Ce jugement a mis en branle la décision du tribunal de New York en décembre de faire marche arrière. Le mois dernier, en réponse à une requête des avocats de Williams Jr, la Cour suprême a accepté d’examiner ensemble les affaires de New York et d’Alabama. Les avocats de Williams Jr. avaient fait valoir que le tribunal de New York “s’est laissé emporter par l’émotion des décisions de l’Alabama et a négligé de formuler la moindre norme de contrôle.”
Adkinson a déclaré hier qu’il avait rencontré au cours du week-end le producteur de cinéma Bernard Schwartz pour discuter de ce qu’il a appelé un “projet de grand écran” sur sa femme.
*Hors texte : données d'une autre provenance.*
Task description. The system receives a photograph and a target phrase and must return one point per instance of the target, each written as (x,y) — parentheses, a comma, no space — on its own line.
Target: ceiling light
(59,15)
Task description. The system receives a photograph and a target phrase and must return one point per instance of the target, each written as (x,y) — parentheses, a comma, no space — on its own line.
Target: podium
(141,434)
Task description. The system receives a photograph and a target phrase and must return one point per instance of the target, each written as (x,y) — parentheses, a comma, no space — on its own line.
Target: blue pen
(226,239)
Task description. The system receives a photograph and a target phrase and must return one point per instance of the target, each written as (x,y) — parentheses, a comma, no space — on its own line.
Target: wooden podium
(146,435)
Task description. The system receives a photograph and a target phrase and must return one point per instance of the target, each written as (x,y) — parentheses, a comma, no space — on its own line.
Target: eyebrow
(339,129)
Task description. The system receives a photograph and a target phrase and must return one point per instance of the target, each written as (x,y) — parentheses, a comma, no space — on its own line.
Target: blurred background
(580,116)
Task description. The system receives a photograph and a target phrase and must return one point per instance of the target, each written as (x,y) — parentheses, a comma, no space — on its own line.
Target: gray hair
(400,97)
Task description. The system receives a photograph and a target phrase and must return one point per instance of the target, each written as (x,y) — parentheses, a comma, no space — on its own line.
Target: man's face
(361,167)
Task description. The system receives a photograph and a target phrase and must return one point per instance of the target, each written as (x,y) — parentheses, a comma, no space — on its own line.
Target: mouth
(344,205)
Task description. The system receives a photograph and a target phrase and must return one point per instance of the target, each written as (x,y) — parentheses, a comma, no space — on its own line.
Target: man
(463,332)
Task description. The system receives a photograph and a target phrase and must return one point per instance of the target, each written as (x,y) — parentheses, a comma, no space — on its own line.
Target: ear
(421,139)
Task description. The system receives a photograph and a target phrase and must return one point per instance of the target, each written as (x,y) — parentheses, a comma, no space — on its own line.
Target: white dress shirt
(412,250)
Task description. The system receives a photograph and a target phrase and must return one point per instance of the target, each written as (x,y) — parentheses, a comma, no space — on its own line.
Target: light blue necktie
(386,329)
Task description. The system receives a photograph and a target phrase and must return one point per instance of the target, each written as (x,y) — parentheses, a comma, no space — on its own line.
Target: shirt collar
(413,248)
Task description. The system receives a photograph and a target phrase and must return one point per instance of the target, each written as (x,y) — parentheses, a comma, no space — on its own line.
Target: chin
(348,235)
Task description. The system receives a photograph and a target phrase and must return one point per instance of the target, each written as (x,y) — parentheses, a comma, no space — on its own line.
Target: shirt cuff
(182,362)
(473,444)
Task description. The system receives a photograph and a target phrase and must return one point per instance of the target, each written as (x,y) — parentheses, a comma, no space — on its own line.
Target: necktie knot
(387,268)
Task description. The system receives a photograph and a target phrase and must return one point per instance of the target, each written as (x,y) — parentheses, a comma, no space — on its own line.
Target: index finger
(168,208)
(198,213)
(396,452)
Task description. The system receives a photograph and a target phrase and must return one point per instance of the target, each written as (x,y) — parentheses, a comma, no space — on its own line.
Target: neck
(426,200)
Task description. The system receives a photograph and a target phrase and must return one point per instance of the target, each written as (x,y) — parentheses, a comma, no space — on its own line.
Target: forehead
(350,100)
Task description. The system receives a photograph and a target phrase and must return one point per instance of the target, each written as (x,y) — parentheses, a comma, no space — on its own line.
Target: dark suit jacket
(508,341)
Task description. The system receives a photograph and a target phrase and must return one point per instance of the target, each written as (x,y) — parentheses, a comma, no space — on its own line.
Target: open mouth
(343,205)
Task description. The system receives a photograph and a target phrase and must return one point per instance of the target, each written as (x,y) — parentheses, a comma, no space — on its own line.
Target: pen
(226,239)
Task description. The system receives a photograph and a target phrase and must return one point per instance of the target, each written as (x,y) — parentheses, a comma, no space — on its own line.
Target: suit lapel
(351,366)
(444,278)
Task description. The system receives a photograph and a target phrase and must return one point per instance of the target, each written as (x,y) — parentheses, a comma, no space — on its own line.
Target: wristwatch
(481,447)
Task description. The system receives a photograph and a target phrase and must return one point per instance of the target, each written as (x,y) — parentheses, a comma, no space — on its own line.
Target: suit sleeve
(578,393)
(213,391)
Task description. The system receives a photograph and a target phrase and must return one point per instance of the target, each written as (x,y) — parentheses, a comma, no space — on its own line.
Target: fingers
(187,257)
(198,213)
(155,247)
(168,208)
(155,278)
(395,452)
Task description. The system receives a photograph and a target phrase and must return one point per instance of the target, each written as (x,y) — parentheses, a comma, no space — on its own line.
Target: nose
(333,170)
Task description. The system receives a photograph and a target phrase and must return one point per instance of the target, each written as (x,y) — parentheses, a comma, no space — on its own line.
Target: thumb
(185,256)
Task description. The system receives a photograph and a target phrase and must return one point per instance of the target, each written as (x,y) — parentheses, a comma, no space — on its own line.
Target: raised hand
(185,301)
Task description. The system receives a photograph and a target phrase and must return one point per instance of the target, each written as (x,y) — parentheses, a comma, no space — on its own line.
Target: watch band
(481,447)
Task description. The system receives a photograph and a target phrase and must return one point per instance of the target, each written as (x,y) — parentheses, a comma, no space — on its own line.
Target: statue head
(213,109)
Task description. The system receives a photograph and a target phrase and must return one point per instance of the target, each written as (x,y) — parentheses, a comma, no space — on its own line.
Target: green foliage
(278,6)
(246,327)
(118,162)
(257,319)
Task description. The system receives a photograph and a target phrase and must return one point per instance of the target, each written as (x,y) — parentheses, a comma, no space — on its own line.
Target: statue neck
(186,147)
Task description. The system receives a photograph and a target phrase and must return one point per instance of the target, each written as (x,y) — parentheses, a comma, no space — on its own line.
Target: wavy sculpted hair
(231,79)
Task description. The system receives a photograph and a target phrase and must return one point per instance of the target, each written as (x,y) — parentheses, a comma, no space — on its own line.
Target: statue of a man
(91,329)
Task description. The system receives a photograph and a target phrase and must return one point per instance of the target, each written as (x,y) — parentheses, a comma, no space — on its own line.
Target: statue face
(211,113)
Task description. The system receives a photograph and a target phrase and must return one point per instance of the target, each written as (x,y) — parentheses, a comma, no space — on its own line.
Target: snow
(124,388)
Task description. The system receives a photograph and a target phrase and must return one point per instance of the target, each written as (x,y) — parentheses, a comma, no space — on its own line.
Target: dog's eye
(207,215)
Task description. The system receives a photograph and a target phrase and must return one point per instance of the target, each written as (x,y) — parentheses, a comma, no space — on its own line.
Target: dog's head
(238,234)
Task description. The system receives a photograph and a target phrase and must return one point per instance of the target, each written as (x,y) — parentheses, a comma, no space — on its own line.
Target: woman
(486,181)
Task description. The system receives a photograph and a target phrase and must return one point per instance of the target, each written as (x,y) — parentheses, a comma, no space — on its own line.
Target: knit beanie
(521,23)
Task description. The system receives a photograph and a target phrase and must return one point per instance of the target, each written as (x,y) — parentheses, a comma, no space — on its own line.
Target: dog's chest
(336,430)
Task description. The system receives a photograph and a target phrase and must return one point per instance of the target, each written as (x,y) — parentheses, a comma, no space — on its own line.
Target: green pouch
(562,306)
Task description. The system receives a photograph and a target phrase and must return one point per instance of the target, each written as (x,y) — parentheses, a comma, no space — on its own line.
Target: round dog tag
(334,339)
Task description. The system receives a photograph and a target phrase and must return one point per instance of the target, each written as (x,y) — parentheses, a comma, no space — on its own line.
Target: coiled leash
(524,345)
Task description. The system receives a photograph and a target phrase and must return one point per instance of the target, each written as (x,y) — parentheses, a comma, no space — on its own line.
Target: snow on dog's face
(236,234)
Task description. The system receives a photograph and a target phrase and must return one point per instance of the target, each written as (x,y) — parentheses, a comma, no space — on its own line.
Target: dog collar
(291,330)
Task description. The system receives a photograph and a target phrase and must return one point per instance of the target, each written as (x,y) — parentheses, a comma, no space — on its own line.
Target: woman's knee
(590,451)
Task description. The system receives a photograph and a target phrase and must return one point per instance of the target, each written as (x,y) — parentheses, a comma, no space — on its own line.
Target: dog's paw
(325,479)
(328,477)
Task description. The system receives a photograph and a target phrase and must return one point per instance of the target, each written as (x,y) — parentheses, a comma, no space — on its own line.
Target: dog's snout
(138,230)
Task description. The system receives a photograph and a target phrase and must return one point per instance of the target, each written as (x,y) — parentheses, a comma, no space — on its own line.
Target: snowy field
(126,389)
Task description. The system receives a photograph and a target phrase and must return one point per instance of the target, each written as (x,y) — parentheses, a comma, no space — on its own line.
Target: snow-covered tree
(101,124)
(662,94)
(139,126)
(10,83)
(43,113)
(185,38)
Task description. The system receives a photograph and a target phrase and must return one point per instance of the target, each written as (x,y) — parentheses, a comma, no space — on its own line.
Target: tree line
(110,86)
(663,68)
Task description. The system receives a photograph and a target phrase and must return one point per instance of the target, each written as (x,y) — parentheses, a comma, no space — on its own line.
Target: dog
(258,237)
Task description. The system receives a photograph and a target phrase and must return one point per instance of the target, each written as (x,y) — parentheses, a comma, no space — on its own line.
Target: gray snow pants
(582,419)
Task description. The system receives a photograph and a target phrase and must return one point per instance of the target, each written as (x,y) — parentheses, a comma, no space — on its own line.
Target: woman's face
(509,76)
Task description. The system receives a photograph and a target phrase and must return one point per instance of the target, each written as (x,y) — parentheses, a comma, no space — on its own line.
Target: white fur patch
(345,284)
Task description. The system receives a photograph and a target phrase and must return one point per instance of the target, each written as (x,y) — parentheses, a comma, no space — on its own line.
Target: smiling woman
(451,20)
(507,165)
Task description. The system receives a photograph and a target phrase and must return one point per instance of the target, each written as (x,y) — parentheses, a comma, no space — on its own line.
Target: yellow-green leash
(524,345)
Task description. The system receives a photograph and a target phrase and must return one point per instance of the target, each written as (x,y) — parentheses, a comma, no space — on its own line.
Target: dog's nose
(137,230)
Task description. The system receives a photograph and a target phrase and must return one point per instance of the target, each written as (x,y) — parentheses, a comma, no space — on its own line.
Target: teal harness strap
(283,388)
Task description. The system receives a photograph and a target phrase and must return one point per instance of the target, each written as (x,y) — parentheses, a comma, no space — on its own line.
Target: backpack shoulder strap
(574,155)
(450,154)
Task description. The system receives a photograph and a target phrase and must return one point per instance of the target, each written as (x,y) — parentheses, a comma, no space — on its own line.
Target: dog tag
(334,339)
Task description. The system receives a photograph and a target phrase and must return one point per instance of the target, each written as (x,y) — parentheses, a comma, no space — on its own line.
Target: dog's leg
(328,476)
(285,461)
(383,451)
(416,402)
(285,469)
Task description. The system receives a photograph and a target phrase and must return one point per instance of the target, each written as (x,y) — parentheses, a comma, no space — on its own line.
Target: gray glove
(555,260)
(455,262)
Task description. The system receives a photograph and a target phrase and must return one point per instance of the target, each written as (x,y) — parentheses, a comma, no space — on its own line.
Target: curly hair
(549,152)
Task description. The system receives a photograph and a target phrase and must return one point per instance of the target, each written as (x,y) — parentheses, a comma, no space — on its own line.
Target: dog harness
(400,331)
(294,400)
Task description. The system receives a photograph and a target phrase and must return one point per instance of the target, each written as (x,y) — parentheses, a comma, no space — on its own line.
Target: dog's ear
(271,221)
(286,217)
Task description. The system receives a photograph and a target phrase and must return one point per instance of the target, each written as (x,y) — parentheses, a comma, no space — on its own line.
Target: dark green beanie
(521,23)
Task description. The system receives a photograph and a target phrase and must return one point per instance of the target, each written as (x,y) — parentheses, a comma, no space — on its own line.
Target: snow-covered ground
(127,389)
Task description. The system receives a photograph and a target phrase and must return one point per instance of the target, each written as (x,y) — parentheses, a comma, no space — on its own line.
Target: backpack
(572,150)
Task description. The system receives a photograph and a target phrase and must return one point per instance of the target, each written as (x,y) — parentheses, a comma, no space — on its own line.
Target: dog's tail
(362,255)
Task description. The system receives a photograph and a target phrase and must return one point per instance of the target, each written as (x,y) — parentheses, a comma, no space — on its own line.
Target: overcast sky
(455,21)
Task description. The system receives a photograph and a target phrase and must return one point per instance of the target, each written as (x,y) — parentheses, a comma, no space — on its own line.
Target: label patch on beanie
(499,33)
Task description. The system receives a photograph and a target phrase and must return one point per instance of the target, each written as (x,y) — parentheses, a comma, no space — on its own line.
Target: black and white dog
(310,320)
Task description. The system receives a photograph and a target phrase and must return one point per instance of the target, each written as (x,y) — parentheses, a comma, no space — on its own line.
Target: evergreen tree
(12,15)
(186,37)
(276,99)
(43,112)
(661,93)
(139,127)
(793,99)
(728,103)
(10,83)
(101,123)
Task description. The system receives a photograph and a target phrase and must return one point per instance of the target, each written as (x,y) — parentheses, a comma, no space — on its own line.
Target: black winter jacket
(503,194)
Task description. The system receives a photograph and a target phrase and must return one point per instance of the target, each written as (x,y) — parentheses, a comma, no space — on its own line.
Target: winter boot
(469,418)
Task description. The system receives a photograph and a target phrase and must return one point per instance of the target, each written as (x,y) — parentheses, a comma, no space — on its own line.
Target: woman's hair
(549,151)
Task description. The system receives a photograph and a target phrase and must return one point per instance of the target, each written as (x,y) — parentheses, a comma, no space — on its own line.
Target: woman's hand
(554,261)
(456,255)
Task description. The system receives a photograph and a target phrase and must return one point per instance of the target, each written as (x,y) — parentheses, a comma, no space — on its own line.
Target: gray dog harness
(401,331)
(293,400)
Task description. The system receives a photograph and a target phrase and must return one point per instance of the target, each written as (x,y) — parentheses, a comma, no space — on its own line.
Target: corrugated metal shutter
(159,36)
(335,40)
Schwartz a déjà produit “Coal Miner’s Daughter”, une biographie de Loretta Lynn, et “Sweet Dreams”, une biographie de Patsy Cline. Harcourt Brace publiera cet automne “Ain’t Nothin’ as Sweet as My Baby”, un livre sur la vie de Jett Williams.
Merle Kilgore s’est vu demander hier s’il pouvait envisager une rencontre entre Jett Williams et Hank Williams Jr — ce qu’il avait auparavant exclu. “La seule raison pour laquelle il ne l’a jamais rencontrée est qu’il y a tellement de choses légales impliquées”, a déclaré Kilgore. “Cette affaire est si complexe, et il y a tellement d’avocats.”
Dit Jett Williams, “J’espère que nous pourrons nous asseoir et nous parler face à face et en tête à tête et de cette façon, nous ne parlons pas à travers les gens et à travers le système juridique. J’espère qu’il sera capable de trouver dans son cœur la capacité de gérer ça, qu’il sera assez homme pour le faire.”